In a separate incident in Burnett County on Monday night, a man was mauled by a bear attracted to a chicken dinner. The victim is recovering at a Twin Cities hospital, listed in stable condition. Zeckmeister says in this case, the bear appeared to have no fear towards humans -- making it a very dangerous situation.\
Body was that of missing UW-Claire student
A body pulled from the Chippewa River on Monday is that of a UW-Eau Claire student missing since April 19.
Authorities identified him as David Rodgers, 20, of Northfield, Minn.
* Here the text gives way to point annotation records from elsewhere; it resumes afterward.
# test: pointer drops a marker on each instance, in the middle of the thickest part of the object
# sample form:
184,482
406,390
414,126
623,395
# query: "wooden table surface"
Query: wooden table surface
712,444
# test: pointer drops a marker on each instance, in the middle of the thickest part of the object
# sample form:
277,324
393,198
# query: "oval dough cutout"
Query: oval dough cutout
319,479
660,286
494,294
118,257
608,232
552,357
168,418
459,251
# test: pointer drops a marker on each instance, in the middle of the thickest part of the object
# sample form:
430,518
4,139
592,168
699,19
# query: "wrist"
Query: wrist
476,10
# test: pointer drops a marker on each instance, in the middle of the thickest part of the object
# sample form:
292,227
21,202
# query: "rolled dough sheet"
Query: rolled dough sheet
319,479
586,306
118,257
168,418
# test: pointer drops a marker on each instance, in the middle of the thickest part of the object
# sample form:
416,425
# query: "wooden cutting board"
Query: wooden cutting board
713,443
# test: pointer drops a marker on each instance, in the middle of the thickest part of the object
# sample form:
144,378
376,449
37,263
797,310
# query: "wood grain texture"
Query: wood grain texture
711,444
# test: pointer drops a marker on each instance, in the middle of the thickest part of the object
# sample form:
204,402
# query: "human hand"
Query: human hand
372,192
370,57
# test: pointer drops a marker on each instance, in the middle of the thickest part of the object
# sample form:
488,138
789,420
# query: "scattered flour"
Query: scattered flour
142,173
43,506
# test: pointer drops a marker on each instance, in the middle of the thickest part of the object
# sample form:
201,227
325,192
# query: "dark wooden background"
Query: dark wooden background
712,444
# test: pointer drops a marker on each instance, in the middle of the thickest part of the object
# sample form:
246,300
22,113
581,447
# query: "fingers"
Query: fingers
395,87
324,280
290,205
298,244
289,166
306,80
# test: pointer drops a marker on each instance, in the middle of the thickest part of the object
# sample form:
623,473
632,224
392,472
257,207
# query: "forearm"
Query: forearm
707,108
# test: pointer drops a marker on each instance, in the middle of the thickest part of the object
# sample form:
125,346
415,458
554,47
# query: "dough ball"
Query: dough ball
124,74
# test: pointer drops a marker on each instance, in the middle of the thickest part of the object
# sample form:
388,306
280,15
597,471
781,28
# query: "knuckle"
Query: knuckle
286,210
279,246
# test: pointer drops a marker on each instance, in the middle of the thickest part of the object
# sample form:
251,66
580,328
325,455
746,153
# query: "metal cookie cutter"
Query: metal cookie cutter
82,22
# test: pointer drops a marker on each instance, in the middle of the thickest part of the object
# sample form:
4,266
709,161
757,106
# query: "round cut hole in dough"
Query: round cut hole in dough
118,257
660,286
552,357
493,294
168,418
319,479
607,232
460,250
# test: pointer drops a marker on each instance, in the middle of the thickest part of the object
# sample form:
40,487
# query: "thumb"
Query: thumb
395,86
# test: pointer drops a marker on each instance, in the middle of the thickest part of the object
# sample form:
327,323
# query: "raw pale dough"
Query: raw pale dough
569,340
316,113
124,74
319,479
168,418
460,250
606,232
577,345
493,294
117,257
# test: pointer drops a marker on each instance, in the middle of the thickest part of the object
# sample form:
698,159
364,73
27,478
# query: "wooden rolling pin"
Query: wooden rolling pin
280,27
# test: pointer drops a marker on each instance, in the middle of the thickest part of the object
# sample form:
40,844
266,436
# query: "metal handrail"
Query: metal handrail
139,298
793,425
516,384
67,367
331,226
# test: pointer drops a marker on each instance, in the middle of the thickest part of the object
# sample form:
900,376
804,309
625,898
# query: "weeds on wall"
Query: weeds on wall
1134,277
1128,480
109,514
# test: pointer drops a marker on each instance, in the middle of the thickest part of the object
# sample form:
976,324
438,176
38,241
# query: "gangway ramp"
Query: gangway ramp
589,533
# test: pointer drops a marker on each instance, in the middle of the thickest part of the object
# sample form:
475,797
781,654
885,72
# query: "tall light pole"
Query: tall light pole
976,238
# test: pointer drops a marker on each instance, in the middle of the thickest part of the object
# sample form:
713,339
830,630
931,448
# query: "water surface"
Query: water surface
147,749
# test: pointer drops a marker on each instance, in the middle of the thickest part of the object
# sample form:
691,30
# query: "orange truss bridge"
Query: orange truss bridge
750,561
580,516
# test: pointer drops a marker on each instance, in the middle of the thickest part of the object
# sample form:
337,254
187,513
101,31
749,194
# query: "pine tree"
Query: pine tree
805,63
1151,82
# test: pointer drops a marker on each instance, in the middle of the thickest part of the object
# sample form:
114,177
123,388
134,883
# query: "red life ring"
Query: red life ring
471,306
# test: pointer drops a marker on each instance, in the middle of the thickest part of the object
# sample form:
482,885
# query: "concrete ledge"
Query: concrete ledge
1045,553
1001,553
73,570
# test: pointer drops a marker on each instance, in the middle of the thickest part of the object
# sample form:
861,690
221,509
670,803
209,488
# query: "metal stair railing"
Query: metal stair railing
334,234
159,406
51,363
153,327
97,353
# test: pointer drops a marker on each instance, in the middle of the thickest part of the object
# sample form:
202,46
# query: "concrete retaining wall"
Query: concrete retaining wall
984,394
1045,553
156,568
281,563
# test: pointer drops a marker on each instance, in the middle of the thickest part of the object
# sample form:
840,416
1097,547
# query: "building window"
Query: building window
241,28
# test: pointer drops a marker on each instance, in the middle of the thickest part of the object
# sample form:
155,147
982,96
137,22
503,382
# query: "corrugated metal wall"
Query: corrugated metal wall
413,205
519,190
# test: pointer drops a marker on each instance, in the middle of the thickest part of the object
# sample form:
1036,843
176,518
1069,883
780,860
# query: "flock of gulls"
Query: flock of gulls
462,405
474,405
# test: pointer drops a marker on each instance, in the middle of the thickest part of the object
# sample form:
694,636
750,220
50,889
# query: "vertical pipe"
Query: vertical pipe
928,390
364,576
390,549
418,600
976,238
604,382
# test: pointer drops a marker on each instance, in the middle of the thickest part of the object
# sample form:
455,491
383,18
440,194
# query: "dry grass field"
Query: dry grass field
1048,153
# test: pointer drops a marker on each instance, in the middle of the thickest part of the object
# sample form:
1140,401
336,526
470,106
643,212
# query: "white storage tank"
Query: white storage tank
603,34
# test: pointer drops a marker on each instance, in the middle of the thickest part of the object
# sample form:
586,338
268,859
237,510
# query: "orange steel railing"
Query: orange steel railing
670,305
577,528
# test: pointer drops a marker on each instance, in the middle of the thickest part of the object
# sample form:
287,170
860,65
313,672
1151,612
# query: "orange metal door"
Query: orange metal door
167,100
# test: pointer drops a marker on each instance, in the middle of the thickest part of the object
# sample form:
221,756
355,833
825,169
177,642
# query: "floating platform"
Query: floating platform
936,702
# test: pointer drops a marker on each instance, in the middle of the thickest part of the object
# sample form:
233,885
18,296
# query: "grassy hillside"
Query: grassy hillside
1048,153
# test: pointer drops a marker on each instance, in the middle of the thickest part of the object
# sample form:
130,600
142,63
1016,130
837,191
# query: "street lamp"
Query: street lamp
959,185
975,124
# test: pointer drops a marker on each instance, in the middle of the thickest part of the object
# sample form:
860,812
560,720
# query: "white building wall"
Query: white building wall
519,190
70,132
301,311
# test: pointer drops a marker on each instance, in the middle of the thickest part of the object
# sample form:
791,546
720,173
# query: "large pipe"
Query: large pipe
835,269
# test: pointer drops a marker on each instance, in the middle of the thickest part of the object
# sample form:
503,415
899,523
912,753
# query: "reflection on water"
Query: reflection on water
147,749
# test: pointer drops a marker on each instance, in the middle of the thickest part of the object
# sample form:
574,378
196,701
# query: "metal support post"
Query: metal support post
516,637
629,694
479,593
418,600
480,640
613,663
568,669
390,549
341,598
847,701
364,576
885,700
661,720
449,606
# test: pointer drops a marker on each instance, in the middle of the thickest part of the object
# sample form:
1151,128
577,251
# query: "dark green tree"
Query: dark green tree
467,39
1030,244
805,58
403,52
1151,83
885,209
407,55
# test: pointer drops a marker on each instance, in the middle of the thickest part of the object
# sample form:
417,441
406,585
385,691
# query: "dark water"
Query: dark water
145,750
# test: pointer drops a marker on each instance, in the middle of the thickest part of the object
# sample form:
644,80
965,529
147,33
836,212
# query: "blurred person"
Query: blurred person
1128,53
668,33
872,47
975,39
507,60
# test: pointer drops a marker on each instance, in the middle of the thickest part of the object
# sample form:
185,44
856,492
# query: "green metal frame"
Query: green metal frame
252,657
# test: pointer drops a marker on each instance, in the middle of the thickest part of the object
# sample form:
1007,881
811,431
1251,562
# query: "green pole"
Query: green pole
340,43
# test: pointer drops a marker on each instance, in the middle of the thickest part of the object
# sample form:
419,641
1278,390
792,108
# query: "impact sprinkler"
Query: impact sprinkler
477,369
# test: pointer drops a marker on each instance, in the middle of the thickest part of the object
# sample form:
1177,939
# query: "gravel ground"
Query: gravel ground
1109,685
He was a sophomore majoring in math education. Authorities said he apparently fell off a pedestrian bridge near the Eau Claire campus.
His body was discovered Monday evening by canoeists on the river. He graduated from Northfield High School in Minnesota in 2011.
Wisconsin a leader in medical imaging
Almost 7,000 people work in the medical imaging industry in Wisconsin.
That makes the state one of the nation’s Top Five employers in that field.
The Medical Imaging and Technology Alliance issued a new study Wednesday, showing the locations of the seven-largest medical imaging companies in the U.S. The firms make such things as X-ray and M-R-I equipment. The seven companies in the survey account for three-fourths of the industry’s sales.
They include GE Healthcare, one of Wisconsin’s largest employers. It has imaging equipment facilities in Waukesha and Wauwatosa.
Eau Claire doctor’s trial moved to Superior
The trial of an Eau Claire doctor accused of molesting 16 patients will be held in Superior unless there’s a last-minute plea deal.
Eau Claire County Circuit Judge Michael Schumacher announced the location for Doctor David Van de Loo’s trial after ruling a month and a half ago that he could not get a fair trial in his home area.
The trial is scheduled to begin Jan. 21, and it could run for up to three weeks.
Bayfield, Marathon and Washburn counties were other possible locations considered. Schumacher agreed that a trial needed to be held elsewhere due to the doctor’s status in his community and because of heavy publicity about the criminal and civil charges against him.
Van de Loo, 60, was charged last fall with 17 criminal counts, all but one involving first or second degree child sexual assault. Authorities said he had sexual contact with male patients while serving as a pediatrician and sports medicine specialist at the Mayo Clinic in Eau Claire.
Besides the criminal case, five civil suits involving seven former patients are pending.
Van de Loo worked at the Mayo Health System from 1994 until he was let go last September.